Descrizione del percorso:
Dal parcheggio proseguiamo seguendo le indicazioni »Naturfreundehaus« sulla strada che è ulteriormente chiusa al traffico. La strada che subito dopo la sbarra diventa sterrata ci porta dapprima attraverso il bosco fino a un incrocio. A destra leggermente in discesa porta la strada verso il pascolo Grießwiesalm, noi proseguiamo leggermente a sinistra sulla strada verso il rifugio Naturfreundehaus.
La strada ci porta presto fuori dal bosco e ci conduce lungo il torrente Scheidbach con bei panorami verso la cima Hoher Sonnblick. Qui arriviamo presto a un bivio dove a destra oltre un ponte si dirama il sentiero 123 verso la forcella Goldzechscharte e la cima Hocharn.
Noi proseguiamo sulla strada e presto siamo di nuovo a un bivio. A sinistra la strada porta al rifugio Ammerhof, noi andiamo a destra e su una strada pianeggiante arriviamo presto al rifugio Naturfreundehaus.
Al rifugio proseguiamo seguendo le indicazioni »Hoher Sonnblick, Schutzhaus Neubau«. Il sentiero ci porta nel bosco attraverso il quale ascendiamo per un po' verso sud. Successivamente il sentiero passa vicino alla cascata Barbarafall e dal sentiero si aprono sempre più bei panorami sulle cime vicine e sulla valle Raurisertal.
Dal bosco usciamo su pendii erbosi dove in estate pascola il bestiame. Qui le frecce ci indicano a destra e segue una traversata verso ovest.
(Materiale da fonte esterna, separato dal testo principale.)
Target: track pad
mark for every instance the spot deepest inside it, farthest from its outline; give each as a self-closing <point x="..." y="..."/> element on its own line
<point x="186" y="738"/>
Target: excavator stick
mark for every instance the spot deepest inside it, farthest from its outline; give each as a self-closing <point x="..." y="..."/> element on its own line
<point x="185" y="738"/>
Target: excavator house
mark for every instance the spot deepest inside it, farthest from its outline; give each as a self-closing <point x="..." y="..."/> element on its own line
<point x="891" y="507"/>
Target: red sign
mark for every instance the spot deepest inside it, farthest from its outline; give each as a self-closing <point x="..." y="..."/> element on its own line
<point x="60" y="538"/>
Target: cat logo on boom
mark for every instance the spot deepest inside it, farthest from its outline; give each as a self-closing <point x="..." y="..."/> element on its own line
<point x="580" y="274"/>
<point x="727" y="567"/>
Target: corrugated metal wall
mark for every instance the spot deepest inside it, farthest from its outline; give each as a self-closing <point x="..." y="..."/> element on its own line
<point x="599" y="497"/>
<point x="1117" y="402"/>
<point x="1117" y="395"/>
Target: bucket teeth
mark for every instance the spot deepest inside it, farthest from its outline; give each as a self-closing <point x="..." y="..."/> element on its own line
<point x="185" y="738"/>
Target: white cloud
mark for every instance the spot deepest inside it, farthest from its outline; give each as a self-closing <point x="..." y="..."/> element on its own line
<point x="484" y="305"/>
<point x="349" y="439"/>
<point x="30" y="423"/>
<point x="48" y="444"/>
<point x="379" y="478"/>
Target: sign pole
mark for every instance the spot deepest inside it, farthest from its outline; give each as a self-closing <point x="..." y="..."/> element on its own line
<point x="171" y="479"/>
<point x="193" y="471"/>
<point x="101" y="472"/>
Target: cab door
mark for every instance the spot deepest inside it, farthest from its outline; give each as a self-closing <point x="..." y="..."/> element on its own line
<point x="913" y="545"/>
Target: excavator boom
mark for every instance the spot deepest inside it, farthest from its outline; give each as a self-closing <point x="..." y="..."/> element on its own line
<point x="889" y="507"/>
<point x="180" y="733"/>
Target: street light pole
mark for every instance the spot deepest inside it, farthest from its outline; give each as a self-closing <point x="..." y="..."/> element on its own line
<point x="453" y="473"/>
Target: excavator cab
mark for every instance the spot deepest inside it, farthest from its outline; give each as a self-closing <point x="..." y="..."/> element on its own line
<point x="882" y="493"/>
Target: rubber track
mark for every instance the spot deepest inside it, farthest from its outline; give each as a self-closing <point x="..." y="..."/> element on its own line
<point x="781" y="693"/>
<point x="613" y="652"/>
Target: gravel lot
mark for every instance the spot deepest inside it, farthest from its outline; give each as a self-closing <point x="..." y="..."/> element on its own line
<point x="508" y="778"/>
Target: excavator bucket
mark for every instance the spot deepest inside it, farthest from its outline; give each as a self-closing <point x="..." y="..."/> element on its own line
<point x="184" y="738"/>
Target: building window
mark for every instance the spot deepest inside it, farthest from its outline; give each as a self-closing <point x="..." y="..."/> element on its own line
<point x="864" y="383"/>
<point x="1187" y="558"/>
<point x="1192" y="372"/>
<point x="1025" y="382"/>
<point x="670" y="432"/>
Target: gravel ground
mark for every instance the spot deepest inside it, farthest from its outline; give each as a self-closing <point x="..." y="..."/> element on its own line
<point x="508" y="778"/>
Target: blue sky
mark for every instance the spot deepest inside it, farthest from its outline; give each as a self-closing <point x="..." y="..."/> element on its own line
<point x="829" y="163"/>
Quando arriviamo vicino al torrente il sentiero svolta di nuovo a sinistra in salita e poi sale per un bel po' su pendii prevalentemente erbosi.
Poco prima del rifugio arriviamo a un bivio dove a sinistra si dirama il sentiero verso il rifugio Niedersachsenhaus. Al bivio proseguiamo a destra e segue solo una breve salita al rifugio Neubau che già vediamo davanti a noi.
Dal rifugio proseguiamo verso ovest seguendo le indicazioni »Hoher Sonnblick«. A destra si dirama poi il sentiero circolare Tauerngold-Rundwanderweg lungo il quale possiamo vedere attrazioni legate alle miniere d'oro in quest'area. Il sentiero presto attraversa il torrente e ci porta a un bivio segnalato. A sinistra continua il sentiero Tauerngold-Rundwanderweg verso il ghiacciaio, noi proseguiamo leggermente a destra verso il rifugio Rojacherhütte e la cima Hoher Sonnblick.
Dal bivio il sentiero sale per un po' sui pendii sul lato orientale della cima Hoher Sonnblick. Più in alto il sentiero svolta un po' a sinistra verso sud e presto si apre la vista sul ghiacciaio Goldbergkees. Qui a sinistra si dirama il sentiero verso la forcella Niedere Scharte, noi proseguiamo leggermente a destra e seguono ancora alcune salite su pendio roccioso fino al rifugio Rojacher Hütte.
Al rifugio proseguiamo verso nordovest seguendo le indicazioni »Hoher Sonnblick«. Il sentiero ci porta su pendio roccioso e ci conduce dapprima su una cresta ancora larga. Da sinistra si unisce poi un sentiero poco visibile sul ghiacciaio, la cresta diventa più stretta e piuttosto ripida, in alcuni punti è anche un po' esposta quindi serve cautela. Durante la salita sulla cresta ci aiuta occasionalmente una catena e alcune staffe e chiodi. Nell'ultima parte verso la cima Hoher Sonnblick il sentiero sulla cresta diventa un po' più impegnativo, in questo tratto abbiamo la possibilità di aggirare la cresta ripida sul ghiacciaio. In caso di ghiaccio o neve dura serviranno piccozza e ramponi. Il sentiero sulla cresta in questo punto sale brevemente ripido con l'aiuto di alcune staffe e chiodi. La cresta presto diventa meno ripida e segue una salita facile su sentiero molto panoramico fino alla cima.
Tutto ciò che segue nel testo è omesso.